There are lots of options on a Tex-Mex menu that are muy delicioso, but which ones won't weigh you down? Gazpacho, black bean soup, or jicama with salsa. Chile verde, or pork simmered in vegetables and green chiles, and ... dishes cooked in herbed tomato sauces are lower in fat, as is arroz con pollo, or boneless chicken with rice. In general, when dining south of the border, use salsa instead of sour cream or cheese dips. Choose dishes made with plain, soft tortillas that aren't fried, like burritos or enchiladas. Pick baked entrees; and corn tortillas and Mexican rice are good.
Pub fare is usually all-American food: hamburgers, nachos, onion rings ... none of which bode well for your diet. But don't cry in your light beer. You can find some healthier items on a pub menu, such as barbecue chicken or grilled chicken, pot roast, meat loaf with tomato sauce, filet mignon or sirloin steak, or a turkey pita sandwich. Also soups, if they are loaded with beans or you can see through them (as in broth-based), and salad with the dressings on the side -- but watch out for fatty toppings like bacon, cheese, and croutons. Pub fare tends to be served in generous portions. So even if you order lean, go easy. Portions are typically huge, so split when you can, and most appetizers are super-high fat (battered and fried) so it's best to skip unless there is peel-'n'-eat shrimp or oysters on the half shell.
Enjoy the Experience
Whatever type of restaurant you choose, remember that dining out is supposed to be a pleasant experience. More important, you're the customer -- and the wait staff and chefs are there to please.
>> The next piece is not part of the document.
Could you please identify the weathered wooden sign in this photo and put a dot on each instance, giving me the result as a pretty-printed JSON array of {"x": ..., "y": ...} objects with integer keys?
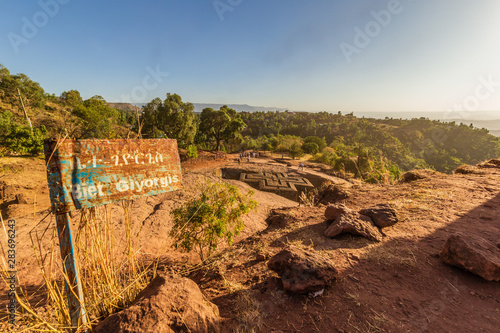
[{"x": 87, "y": 173}]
It's important to keep in mind that the restaurant industry is a hospitality industry. Ask for your salad dressing on the side, ask for grilled or steamed veggies instead of fried food, ask for red sauce instead of cream sauce with pasta. Almost every restaurant is happy to make accommodations for you and help you receive the meal you want. Another important point to keep in mind: Whether you go for a healthy menu choice or decide to splurge on a high-calorie favorite, too much of a good thing is just too much. A lot of people are concerned over portion size, but over 90% of restaurants have take-out boxes, which means you can turn tonight's dinner into tomorrow's lunch.